Talk to your doctor, but learn the lingo first

With all this hysteria over the coronavirus, lots of folks are worried about catching this nasty bug. Although the majority of those who get the virus recover fairly quickly, it isn’t something to mock fun at. If you think you have the coronavirus, or just the plain old flu, it’s best to get checked out by a doctor. But, here lies the problem. With all these adoptive citizens we now have here in Texas and other southern states, these folks from faraway lands like California and New York might not be familiar with medical terminology down here in Dixie.

As a professional in the animal health community, plus a reader of several medical books written by Dr. Seuss, I believe I should disperse my finite wisdom to all y’all newcomers to God’s Country who might need to go to a doctor one day. Although most doctors here are fluent in English, some might have difficulty deciphering a Bostonian accent or jargon from Napa Valley. So, y’all might need to know how to properly describe maladies and symptoms ‘round these parts.

When you twist your knee chasing the cows in the pens, you might need to have the doc look at your leg ‘cause it’s “all swole up.” This terminology also refers to a gastric condition where something you ate has your belly “swole up like a dead hog.” Having a swole up knee may leave you “laid up” for some time, and even after the swelling subsides, you might have a “hitch in your giddyup” for a few weeks.

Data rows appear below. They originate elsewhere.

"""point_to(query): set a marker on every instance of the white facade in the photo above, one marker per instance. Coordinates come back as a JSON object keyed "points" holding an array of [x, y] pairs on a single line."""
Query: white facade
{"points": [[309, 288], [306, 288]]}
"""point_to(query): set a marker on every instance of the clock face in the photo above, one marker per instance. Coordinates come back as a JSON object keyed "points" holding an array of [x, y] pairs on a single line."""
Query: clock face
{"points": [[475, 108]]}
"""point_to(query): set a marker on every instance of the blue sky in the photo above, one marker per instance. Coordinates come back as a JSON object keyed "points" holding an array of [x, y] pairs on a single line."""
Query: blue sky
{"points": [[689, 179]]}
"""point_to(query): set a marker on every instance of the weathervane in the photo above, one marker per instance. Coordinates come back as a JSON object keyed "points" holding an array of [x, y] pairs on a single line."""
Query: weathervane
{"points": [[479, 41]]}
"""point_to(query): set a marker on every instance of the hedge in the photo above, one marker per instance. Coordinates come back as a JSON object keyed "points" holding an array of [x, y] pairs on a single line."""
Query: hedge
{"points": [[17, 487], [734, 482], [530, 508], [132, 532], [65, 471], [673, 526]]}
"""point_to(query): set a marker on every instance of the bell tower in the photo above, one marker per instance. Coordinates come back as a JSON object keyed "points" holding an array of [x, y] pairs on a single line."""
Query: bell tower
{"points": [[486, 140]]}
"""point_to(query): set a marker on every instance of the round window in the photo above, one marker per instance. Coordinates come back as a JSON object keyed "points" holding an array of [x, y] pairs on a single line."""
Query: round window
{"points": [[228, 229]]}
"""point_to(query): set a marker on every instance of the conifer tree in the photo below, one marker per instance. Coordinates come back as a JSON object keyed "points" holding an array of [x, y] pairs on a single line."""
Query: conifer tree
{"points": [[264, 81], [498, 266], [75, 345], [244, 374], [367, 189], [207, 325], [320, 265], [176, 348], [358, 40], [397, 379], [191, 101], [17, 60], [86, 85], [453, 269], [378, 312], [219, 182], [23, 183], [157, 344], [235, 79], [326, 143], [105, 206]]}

Now that it’s springtime, you might have to see a doctor after camping in a state park because you’re “ate up with” insect bites such as chiggers. One or two chigger bites ain’t much to fret over, but when your legs look like ostrich-skin cowboy boots, son, you’re ate up. If you don’t want to use this term for your skin irritation for risk of sounding like a hick, you can substitute “got in a mess of poison ivy” or “them ticks thought I was a buffet table.”

Now, if you do catch some virus, there’s all sorts of medical terms y’all can use to describe your illness when you call in sick to work. My go-to phrase is “I’m sick as a dawg.” This condition is much worse than “feelin’ poorly” but not quite as bad as “knocking at Death’s door.” The problem with the flu is it can leave you “plumb wore out” and “weak as a new-born kitten.”

Sometimes, you wake up and just “ain’t feelin’ perky today.” You might even look “peak-ed (pronounced “peek-id”) since you’re “under the weather.” No need to see a doctor over this, but if you’ve got a bad cough, feel free to tell the doc that you have “the consumption.” Then he’ll know what it is.

As we Texans get a bit long in the tooth, we tend to have more maladies. Pert near every morning, I’m all “stove up” from all the work I did the day before. Now don’t get “stove up” confused with “swole up.” While both conditions are painful, they are treated differently. If some ailment sends you back to bed, you can tell your boss, “I’m down with (fill in the blank).”  Here’s an example: “Hey, boss, I can’t come in today. I’m down with the gout. My big toe is all swole up and it hurts like all get-out.”

There are a few colloquial sayings that y’all might say if you’re really sick, like “I’ve got one foot in the coffin” or “I’ve gotta feel better to die.” Other folks might take a look at you and say, “You look like death warmed over.” If you hear this, you might soon, God forbid, be “pushing up daisies.”

Now that y’all are familiar with southern terminology, y’all should feel comfortable talkin’ to your new health care provider. But take precautions to avoid catching these bugs out there. Stay away from sick folks, wash your hands often, use alcohol to kill germs on your hand and esophagus, and stay off cruise ships for a while. Follow my advice and you may stay on this side of the dirt for a few more years.

We’re not sure how often Clint Younts recommends washing hands, but we know that he tends to clean his esophagus with Lone Star Beer.